Having a “Cause” and Wanting to Impose It

There is a remarkable difference between having a “cause” and wanting to impose it on the rest of men. It is possible to say, at first, that this difference is character. But it can also be said that the more the feeling inspired by the “cause” is true, the more its “benefits” are clear in the mind of the one who has it, the more will be the natural impulse to want other men to have it too, or to “enjoy” it. Here, then, we come to the imposition. There is no way to interpret it, regardless of how it is practiced, or how it is founded, if not as a primary violation, a direct attack on the freedom of the individual. The imposition will never be noble, and after the tyranny has been perpetrated, those who have suffered it can no longer be called free men.

At the Same Time that Prudence…

At the same time that prudence demands attention to the future, peace refuses to appear in the mental room where it is present. The future, coldly analyzed, is the end and the possibility of the end. In a lower instance, it is the present uncertainty materializing into a nightmare. For there to be peace, there must be no apprehension, and apprehension can hardly be avoided when one glimpses tomorrow. In part, the tranquility of the Buddhist who has nothing and fears nothing is understandable; but unless there is a total break with attachments, something almost fanciful, it does not seem possible to be so and not also be irresponsible.

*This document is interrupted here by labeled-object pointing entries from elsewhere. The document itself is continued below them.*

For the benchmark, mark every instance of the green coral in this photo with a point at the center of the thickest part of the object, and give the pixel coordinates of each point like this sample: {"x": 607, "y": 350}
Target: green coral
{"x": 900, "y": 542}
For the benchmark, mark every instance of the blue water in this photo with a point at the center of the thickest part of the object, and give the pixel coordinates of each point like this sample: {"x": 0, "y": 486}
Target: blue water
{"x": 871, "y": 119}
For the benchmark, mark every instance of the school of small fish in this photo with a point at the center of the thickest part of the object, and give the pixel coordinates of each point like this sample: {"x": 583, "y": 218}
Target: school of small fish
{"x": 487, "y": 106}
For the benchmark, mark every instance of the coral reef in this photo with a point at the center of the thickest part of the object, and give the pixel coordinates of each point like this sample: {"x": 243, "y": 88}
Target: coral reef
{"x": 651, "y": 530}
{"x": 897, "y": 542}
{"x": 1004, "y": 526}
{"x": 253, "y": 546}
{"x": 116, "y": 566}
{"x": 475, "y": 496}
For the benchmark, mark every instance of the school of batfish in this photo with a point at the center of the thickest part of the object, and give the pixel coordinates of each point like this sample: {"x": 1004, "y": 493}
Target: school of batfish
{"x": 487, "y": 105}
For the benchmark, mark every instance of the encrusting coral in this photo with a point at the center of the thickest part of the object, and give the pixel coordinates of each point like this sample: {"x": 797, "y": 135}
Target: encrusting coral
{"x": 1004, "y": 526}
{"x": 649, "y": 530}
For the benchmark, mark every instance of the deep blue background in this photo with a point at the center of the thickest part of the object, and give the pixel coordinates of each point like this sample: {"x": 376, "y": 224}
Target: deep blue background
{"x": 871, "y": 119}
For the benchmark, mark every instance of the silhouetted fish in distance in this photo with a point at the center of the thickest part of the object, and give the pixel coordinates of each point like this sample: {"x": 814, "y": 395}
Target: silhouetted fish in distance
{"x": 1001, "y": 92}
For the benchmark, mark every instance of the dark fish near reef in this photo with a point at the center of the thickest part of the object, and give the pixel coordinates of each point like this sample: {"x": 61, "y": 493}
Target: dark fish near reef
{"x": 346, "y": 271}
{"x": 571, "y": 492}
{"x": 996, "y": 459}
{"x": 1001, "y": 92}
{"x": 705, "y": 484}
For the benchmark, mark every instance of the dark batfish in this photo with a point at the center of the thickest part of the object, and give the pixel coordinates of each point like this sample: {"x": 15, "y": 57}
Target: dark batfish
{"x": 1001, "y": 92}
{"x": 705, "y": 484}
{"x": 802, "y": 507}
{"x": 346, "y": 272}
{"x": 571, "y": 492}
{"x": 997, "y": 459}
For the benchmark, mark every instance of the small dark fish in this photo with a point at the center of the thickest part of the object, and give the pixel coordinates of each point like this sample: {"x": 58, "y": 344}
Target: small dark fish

The Modern Obsession With Sexuality

The modern obsession with sexuality, which considers it a matter of first importance and cannot bear half a dozen words that do not highlight its primordial character in the human being, only validates the old, very unpleasant and unpopular affirmations of numerous thinkers over the centuries who have noted the greater distance between the superior man and the common man than between the latter and a dog.. There is, to put it like Pessoa, a difference in quality, an inevitable repulsion, and to the former the concerns of the second will always seem contemptible and degrading.

Going Back to the Past

It is a very amusing irony the fruitful tendency of the “new sciences” to turn to the past in search of foundations and answers. We see, for example, psychology, which has become another after Jung, much more complex, interesting and effective, thanks to the deep investigations that Jung made in various terrains of various ancient cultures. And this phenomenon is not limited to the “new sciences,” being present in literature, philosophy and wherever we turn our lenses: the answers that man needs seem to be present in the most primitive traces of his existence, the expansion of his knowledge being limited to giving new forms to conclusions—not to say truths—already perceived long ago.